Hepimizin Derdi Aynı Aslında: Performans Yönetimi!







Nasıl başlasam bilemiyorum, biz zavallı profesyonellerin performans konusudan oldukça hakkı yenilmiştir. Bunun başlıca sebepleri vardır. Çoğu zaman am/yarrak kafalı yöneticinin birkaç kritere takılmasının yanı sıra bizlerin de salaklıkları eklenince doğal olarak hakkımızın yenilmesi de kaçınılmaz olmuştur. 

Ne salaklığı lan diyeceksiniz? Ne salaklığıymış yazayım.

Birinci salaklığımız, anarşist ruhumuzla hareket ediyoruz, yöneticiye sebepsiz bir şekilde mesafeliyiz.(Sana ipnelik yapmayan göt bin yaşasın, her zamanda götlük yapmıyordur ya...) Yani yönetici ile iyi ilişki kurmak yalakalık değildir mantığı bizde işlemiyor. Sonra iletişim odaklı senden yeteneksiz arkadaşın performansta senin ebeni doğurtcağına bin pişman ediyor.

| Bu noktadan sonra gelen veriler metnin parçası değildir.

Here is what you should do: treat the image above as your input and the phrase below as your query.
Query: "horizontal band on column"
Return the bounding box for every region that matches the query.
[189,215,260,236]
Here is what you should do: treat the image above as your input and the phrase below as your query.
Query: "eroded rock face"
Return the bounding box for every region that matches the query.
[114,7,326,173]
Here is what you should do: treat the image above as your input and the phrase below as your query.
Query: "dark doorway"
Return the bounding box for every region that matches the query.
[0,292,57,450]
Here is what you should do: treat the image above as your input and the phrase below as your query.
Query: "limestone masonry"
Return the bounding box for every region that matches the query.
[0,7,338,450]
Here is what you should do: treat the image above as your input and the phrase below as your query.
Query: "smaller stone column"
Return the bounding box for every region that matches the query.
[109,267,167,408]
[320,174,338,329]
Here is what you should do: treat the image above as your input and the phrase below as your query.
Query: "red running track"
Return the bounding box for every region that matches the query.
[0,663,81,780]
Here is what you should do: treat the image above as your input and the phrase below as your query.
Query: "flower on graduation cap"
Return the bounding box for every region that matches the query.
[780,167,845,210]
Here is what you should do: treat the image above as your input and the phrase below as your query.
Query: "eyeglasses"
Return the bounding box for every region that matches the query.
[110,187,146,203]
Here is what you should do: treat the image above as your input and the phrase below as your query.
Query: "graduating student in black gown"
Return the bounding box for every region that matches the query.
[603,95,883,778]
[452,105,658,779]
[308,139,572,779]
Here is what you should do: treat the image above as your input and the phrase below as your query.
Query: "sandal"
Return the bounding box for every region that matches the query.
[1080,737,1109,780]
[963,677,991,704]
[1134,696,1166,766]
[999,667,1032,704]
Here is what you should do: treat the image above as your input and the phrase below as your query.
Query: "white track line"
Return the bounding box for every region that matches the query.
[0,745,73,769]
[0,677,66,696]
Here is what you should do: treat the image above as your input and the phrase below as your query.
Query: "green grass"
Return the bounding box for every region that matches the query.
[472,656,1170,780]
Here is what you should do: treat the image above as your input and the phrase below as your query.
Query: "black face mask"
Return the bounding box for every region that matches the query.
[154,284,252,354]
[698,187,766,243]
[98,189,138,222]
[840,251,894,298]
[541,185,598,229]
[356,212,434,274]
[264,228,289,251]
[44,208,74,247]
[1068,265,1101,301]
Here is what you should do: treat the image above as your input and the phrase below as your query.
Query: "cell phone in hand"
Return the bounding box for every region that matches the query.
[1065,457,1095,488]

Pişmanım; bende iletişim odaklı olacağım... diye kezbanların yaşadığı ilk cunnilungus orgazmı gibi ağlama sakın... Heleki pişmanlıktan ağladım numaralarına hiç girme... 

Ihım hım... 

Nerede kalmıştık.

İkinci salaklığımızda kalmışız..

Evet salak gibi reklam yapamıyoruz böyle fıtratın ta çırasını sikeyim... Malesef mandingonun yarrağı gibi keşfedilmeyi bekliyoruz. İşimizin kalitesini göstermek ortaya çıkan işi övmek nedir bihaberiz. (Burayı kezbanla bitirmeyeceğim... )

Reklam yapamamızın nedeni taaa çocukluğumuza kadar dayanmaktadır. O konuya da başka zaman girsek iyi olur.

Gelelim sonuca; kuzucuklar elbette performansı değerlendirecek yöneticinin çok büyük önemi var. Skor kültürünün olmadığı bir yerde, reklamcı kazanır. (Gavur yukarda bir resim paylaşmış) Size tavsiyem karşı ne kadar reklam yaparsa yapsın, eğer ki işinizde düzgün iseniz, olumsuz geri bildirim almıyorsanız kesinlikle olumsuzluğa düşmeyin.



Son söz yöneticiye; 

Haticeye değil evladım, neticeye zamazingola. 

Alayınızın patronuna selam ederim...

Haaa birde Atasözü koyayım...

İş arkadaşınızın karakteri "Bay Ben Yaptım" , yöneticinizin de "Vay Adamım" karakteri ise sizlere geçmiş olsun arkadaşlar.